Le lendemain, le réveil a sonné à 06h00 (les coureurs ne connaissent pas les grasses matinées). Nous avons pris une heure pour nous préparer et petit déjeuner avant de prendre la route aux alentours de 7h00. Bien plus pratique en voiture qu’en transport en commun, nous avons pris ma voiture pour rejoindre Versailles où nous avions rendez-vous avec tous les autres happyrunneurs et happyrunneuses. Nous nous sommes tous retrouvés (avec un petit peu de retard) à l’espace presse pour y récupérer nos dossards. Le départ était prévu à 9h00, vers 8h45, était venu le temps pour Tiffany, Bénédicte et moi d’aller aux toilettes avant de se diriger vers la ligne de départ. Comme souvent, ça s’est fini « cachées » derrière un arbre (les coureuses se reconnaîtront, aha). Nous prenons finalement la direction de l’arche de départ…

Premier tiers.

Nous savions qu’il n’y avait pas de SAS, mais nous nous attendions pas à devoir autant attendre pour prendre le départ. En effet, nous sommes finalement parties à 9h30 passé, soit plus de 30 minutes après le départ officiel annoncé. Nous étions toujours toutes les trois avec Tiffany et Bénédicte et à vrai dire nous étions dans le même état d’esprit… Pas de motivation, toutes les trois fatiguées, en manque de sommeil et l’un des deux genoux à moitié en vrac. Ca annonçait bien la couleur de la course… Je pense que nous comptions toutes secrètement sur la motivation de/des autre(s) pour réussir à se motiver à notre tour. Finalement, à 9h35 lorsque nous passons l’arche de départ, la motivation est aux abonnées absentes pour tout le monde. Au premier virage, nous apercevons un homme sur le côté avec un crampe au mollet, nous en rigolons, mais au final, nous n’en menons pas large non plus. Nous papotons en tentant de faire passer le temps et les kilomètres plus rapidement, mais nous faisons finalement que « couiner » et nous plaindre.

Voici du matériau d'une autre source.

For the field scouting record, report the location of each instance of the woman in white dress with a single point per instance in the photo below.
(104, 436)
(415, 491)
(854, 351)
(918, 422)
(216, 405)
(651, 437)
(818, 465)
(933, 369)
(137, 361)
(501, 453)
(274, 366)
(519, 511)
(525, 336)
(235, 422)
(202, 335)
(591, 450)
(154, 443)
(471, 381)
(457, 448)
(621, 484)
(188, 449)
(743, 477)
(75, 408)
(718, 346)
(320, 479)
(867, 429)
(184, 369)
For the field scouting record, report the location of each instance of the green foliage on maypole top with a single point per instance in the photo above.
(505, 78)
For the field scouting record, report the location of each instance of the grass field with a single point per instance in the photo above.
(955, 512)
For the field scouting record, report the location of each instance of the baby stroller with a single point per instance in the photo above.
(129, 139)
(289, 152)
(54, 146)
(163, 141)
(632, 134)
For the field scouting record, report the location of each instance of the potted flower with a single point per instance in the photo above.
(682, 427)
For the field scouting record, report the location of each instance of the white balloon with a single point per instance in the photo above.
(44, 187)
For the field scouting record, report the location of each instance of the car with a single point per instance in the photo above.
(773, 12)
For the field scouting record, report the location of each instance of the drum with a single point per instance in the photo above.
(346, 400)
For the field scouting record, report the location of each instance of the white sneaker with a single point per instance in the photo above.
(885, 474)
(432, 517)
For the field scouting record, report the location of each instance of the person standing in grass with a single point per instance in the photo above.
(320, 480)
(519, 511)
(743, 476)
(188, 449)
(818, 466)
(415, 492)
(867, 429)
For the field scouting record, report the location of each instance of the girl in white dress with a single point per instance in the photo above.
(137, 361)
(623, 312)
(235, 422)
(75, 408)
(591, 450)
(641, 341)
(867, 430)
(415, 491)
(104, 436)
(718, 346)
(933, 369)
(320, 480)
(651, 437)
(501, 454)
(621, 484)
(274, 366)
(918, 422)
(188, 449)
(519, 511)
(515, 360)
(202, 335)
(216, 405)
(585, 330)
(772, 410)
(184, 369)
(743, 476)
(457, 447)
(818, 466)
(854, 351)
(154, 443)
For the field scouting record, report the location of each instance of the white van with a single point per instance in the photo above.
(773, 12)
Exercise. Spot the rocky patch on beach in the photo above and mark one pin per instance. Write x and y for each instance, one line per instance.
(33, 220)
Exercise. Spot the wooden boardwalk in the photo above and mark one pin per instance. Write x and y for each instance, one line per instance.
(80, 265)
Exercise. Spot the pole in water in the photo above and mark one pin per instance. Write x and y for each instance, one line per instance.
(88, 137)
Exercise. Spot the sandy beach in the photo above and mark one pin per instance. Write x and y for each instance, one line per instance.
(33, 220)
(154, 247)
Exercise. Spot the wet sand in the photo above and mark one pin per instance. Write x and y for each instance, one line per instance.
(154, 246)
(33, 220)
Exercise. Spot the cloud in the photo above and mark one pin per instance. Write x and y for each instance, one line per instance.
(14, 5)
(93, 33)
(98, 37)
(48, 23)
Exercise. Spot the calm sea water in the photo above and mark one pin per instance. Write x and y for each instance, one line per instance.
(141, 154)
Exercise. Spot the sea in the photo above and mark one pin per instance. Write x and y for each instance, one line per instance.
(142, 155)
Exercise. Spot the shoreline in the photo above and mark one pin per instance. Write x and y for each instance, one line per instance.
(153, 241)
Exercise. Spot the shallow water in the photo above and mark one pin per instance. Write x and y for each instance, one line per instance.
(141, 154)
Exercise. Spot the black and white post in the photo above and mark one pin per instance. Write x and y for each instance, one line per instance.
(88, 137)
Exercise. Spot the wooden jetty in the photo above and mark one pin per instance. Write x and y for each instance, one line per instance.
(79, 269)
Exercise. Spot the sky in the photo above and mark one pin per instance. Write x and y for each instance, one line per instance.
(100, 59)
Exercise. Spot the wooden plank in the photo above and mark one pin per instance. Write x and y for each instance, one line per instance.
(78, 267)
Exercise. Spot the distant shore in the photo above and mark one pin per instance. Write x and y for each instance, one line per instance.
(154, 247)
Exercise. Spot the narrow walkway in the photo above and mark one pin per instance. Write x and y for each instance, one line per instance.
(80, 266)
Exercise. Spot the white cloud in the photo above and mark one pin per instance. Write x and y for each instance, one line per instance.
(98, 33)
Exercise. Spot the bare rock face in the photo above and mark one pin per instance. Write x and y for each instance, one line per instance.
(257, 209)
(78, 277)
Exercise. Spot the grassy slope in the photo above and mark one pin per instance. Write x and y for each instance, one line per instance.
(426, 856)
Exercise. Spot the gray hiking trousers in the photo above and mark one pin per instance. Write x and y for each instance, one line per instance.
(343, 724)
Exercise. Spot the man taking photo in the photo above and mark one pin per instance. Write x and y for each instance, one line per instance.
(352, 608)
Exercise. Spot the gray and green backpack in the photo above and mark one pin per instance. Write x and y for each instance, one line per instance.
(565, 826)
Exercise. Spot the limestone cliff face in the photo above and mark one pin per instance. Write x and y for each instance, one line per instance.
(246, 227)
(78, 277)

La course s’annonce longue…

Deuxième tiers.

Nous approchons le cinquième kilomètre, le parcours est pour le moment très nature. Nous alternons entre du chemin, de l’herbe, des pavés, bref un terrain parfait pour nos genoux en vrac (ironie). Nous rejoignons finalement le cinquième kilomètre, nous n’avons même pas à nous poser la question pour savoir que nous nous arrêtons prendre un verre d’eau au ravitaillement (toute excuse était bonne pour s’arrêter, oups…). Nous repartons et essayons de nous focaliser sur le positif. Parce qu’après tout, il faut avouer que l’environnement dans lequel nous étions était incroyable. Nous ne courrons pas dans les jardins du Château de Versailles tous les jours, il faut se le dire. Et puis le temps était parfait, un ciel un petit peu couvert qui nous protégeait des rayons du soleil et de la chaleur, une fraîcheur et une petite brise qui étaient ma foi bien agréables. Finalement il ne nous manquait qu’une chose : la motivation. Et c’était une première pour moi. Comme je le disais au début de l’article, je ne me force jamais, lorsque je n’ai pas envie, je ne vais pas courir ou bien j’écourte ma sortie. Là, nous « devions »  aller au bout, alors nous nous sommes soutenues toutes les trois comme nous avons pu pour aller franchir cette ligne d’arrivée que nous attendions dès le départ.

Troisième tiers.

Deuxième ravitaillement au dixième kilomètre et forcément, deuxième arrêt. Nous avalons chacune un verre d’eau et repartons derrière un groupe de quatre coureurs déguisés et motivés. Plein d’entrain et de bonne humeur, ils chantaient et mettaient un petit peu d’ambiance. Et il faut le dire, cette petit dose d’ambiance était la bienvenue durant cette course. Parce qu’au-delà du fait que c’était un jour sans pour toutes les trois, l’ambiance sur le parcours n’était pas vraiment au rendez-vous. [Lorsqu’une course officielle parcourt/traverse une ville ou un village, nous pouvons compter sur les habitants pour nous encourager, sur les enfants pour nous tendre la main… Ici, au coeur des jardins du Château de Versailles, nous étions un petit peu seuls… Sur 15 kilomètres, nous avons croisé deux petits groupes d’orchestre/fanfare. Ils étaient certes les bienvenus, mais bien trop nombreux (à notre goût). Nous n’aurions pas dit non à un petit peu de musique sur le parcours pour mettre de l’ambiance et encourager les participants.] Nous nous sommes donc imprégnées de l’entrain de ces 4 coureurs pour se motiver. Sur les 500 derniers mètres, nous avons finalement retrouvé un petit peu de vie et les encouragements des participants (déjà arrivés) et des accompagnateurs. Comme à notre habitude, nous nous sommes dirigées vers l’arche d’arrivée main dans la main et avec le sourire. Parce que même si ce n’était pas notre jour, nous étions tout de même fières d’être arrivées au bout et surtout d’avoir partagé la course toutes les trois.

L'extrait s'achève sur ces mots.